Lelaki itu hanya menanggapinya dengan anggukan. Freya sesekali mencuri pandang padanya. Apa yang akan dilakukan dia tadi? Apa benar ia akan melompat? Kalau iya, mungkin saja lelaki ini sedang menghadapi masalah yang cukup besar. Apa Freya harus menanyakannya?

“Dua tahun lalu, lo udah nyelametin hidup gue. Lo yang udah cegah gue buat bunuh diri. Tapi kenapa sekarang lo yang mau lakuin itu?”

Lelaki itu tak menjawab. Freya berusaha memaklumi. Mungkin sulit untuknya menceritakan masalah pada orang asing. Mereka baru pernah bertemu dua kali. Bahkan tak mengenal nama satu sama lain. Dan sekarang Freya malah sok-sokan menanyakan masalah lelaki itu. Jelas saja ia takkan memberitahu.

Lalu, apa yang harus ia lakukan sekarang untuk menenangkan lelaki ini?

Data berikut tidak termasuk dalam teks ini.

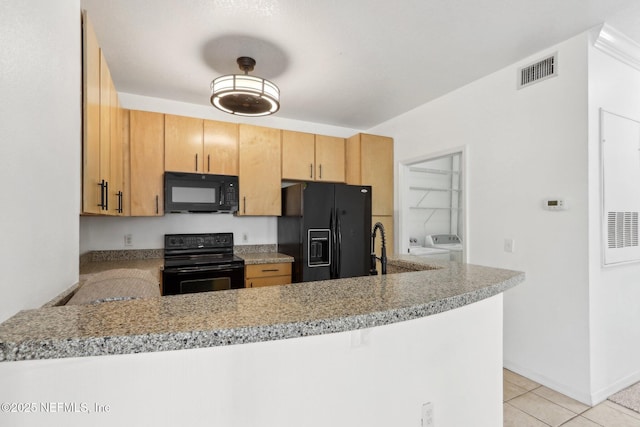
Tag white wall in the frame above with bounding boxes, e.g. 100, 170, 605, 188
589, 35, 640, 400
0, 0, 81, 321
0, 295, 502, 427
80, 94, 359, 254
368, 34, 591, 402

“Nggak apa-apa kok kalo lo nggak mau cerita sama gue. Masalah emang nggak boleh dibagi sama sembarang orang kan? Apalagi sekarang orang-orang cenderung kepo daripada benar-benar peduli. Gue juga selektif cari orang buat diajak curhat,” tambah Freya yang hanya mendapat anggukan lemah dari lelaki itu.

“Gue juga pernah dapet masalah, berat banget malahan.” Lelaki itu akhirnya menaruh atensi pada Freya. “Masalah itu bikin hidup gue hancur lebur. Gue ngerasa kehilangan semuanya, keluarga, teman, bahkan orang yang gue cintai.” Tak ada yang tahu, ada sebuah debaran keras yang berdentum di antara mereka. “Saat itu gue ngerasa kehadiran gue di dunia ini hanya untuk menikmati duka dari Tuhan. Karena gue ngerasa Tuhan nggak pernah biarin gue ngerasain kebahagiaan. Ketika gue ketemu orang yang gue kira bisa bikin gue bahagia, eh ternyata dia sumber dari segala penderitaan yang gue alami.”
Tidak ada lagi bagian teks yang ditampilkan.